I have spent way too much time on this game (especially considering how simple it actually is) and so the last couple of months were focused on polish and getting it through the finish line.
Despite having an absolute ton of things that could be added, I'm calling the gameplay more or less finished. The only thing I plan to add (other than game balance) is a better visual representation of the endgame section.
But all of my work now is focused on making the game more accessible to the players. That means writing help screens, main menu, save/load functionality (the game is so small it doesn't really need it, but I want to implement it anyway), potentially mouse support (no promises though!), etc.
This included something I've been avoiding for a really long time -- font handling. Until now, Dose Response always rendered all text aligned to the square grid: one letter per square.
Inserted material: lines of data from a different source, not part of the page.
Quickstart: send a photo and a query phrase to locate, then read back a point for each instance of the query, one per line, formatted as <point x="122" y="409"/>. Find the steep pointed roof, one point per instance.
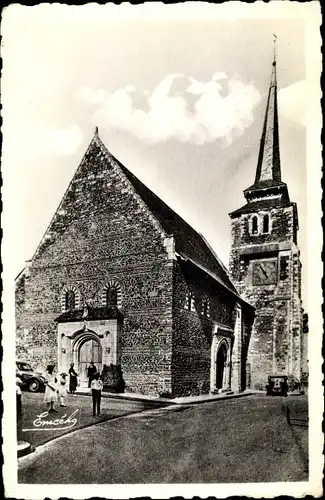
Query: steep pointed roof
<point x="189" y="244"/>
<point x="268" y="165"/>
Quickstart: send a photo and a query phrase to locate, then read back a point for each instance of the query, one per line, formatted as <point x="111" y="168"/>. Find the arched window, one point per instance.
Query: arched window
<point x="70" y="300"/>
<point x="254" y="224"/>
<point x="266" y="223"/>
<point x="111" y="296"/>
<point x="206" y="307"/>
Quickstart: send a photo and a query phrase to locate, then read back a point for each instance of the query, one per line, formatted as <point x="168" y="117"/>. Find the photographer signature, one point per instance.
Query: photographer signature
<point x="61" y="423"/>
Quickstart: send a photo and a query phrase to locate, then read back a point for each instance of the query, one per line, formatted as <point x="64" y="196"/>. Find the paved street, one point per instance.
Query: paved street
<point x="77" y="414"/>
<point x="239" y="440"/>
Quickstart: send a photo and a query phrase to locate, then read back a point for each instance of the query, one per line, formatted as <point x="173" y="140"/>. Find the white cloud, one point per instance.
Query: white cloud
<point x="38" y="141"/>
<point x="293" y="102"/>
<point x="222" y="110"/>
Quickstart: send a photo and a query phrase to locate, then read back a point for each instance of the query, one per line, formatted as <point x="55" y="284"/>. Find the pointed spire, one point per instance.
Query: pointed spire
<point x="268" y="165"/>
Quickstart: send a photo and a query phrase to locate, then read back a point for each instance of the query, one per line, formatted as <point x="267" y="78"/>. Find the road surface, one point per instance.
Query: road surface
<point x="239" y="440"/>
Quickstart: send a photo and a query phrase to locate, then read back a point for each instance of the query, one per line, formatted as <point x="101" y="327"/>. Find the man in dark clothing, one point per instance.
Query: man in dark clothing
<point x="91" y="372"/>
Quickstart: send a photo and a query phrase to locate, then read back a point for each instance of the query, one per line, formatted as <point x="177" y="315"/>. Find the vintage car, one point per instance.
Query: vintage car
<point x="32" y="381"/>
<point x="277" y="385"/>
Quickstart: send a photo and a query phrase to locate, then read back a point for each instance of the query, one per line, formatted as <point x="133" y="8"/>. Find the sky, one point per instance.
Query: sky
<point x="178" y="96"/>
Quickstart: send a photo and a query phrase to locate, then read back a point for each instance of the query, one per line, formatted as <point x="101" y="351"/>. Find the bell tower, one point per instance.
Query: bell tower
<point x="264" y="261"/>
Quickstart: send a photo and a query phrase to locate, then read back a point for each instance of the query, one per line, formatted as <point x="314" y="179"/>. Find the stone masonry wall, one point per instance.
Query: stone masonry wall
<point x="192" y="332"/>
<point x="100" y="233"/>
<point x="275" y="346"/>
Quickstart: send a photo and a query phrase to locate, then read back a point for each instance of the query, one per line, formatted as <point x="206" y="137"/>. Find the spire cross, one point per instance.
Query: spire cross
<point x="274" y="49"/>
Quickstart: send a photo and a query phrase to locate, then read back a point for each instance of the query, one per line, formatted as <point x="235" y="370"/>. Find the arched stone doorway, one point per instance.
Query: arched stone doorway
<point x="220" y="366"/>
<point x="86" y="348"/>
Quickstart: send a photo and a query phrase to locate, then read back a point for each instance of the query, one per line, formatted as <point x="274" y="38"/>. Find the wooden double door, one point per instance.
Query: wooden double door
<point x="90" y="350"/>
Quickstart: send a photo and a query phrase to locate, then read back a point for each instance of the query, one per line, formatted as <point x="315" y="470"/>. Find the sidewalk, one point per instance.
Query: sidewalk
<point x="157" y="401"/>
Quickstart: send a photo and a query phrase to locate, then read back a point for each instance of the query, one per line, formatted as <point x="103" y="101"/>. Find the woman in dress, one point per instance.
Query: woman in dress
<point x="51" y="389"/>
<point x="63" y="388"/>
<point x="73" y="381"/>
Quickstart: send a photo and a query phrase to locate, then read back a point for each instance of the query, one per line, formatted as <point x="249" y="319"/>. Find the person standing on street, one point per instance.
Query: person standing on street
<point x="62" y="388"/>
<point x="73" y="382"/>
<point x="96" y="392"/>
<point x="91" y="372"/>
<point x="18" y="407"/>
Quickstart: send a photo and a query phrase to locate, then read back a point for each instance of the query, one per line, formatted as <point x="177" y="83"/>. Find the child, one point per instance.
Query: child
<point x="18" y="407"/>
<point x="62" y="388"/>
<point x="96" y="392"/>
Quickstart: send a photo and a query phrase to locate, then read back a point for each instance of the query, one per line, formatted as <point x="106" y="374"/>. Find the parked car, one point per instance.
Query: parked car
<point x="277" y="385"/>
<point x="32" y="381"/>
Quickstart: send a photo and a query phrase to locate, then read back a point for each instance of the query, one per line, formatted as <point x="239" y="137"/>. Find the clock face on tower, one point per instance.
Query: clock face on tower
<point x="265" y="272"/>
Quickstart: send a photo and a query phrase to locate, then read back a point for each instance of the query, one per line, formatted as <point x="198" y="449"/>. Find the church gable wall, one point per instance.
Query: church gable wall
<point x="103" y="234"/>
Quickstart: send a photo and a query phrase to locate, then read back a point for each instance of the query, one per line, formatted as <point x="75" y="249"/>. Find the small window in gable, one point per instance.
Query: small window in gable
<point x="266" y="224"/>
<point x="111" y="296"/>
<point x="70" y="300"/>
<point x="206" y="307"/>
<point x="189" y="304"/>
<point x="254" y="224"/>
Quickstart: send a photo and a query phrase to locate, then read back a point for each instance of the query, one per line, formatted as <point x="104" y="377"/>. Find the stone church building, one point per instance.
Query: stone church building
<point x="119" y="278"/>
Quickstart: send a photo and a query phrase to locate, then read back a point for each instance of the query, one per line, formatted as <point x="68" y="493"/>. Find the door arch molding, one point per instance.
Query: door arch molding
<point x="219" y="345"/>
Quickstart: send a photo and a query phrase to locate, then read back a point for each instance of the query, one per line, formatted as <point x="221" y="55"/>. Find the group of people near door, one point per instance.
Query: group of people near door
<point x="56" y="387"/>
This works great for the game map:
But not so much for actual text:
I could have tried something like finding a half-width font for the text parts and be done with that, but I wanted to implement all this properly at least once to understand what goes into font rendering.
It was quite possibly the hardest thing I did. Dose Response uses OpenGL directly, so there was already a huge increase in complexity when I switched from a nice roguelike library to that. But font rendering is another level on top.
You have to implement your own word-wrapping, calculating the text / paragraph width and height, alignment (left/right/center), etc. It was crazy.
But here's the final result:
Much more readable. And since I wanted to do it properly, here's a test rendering of a variable-width font (the one above is fixed width):
This is just to verify the code works, but yeah.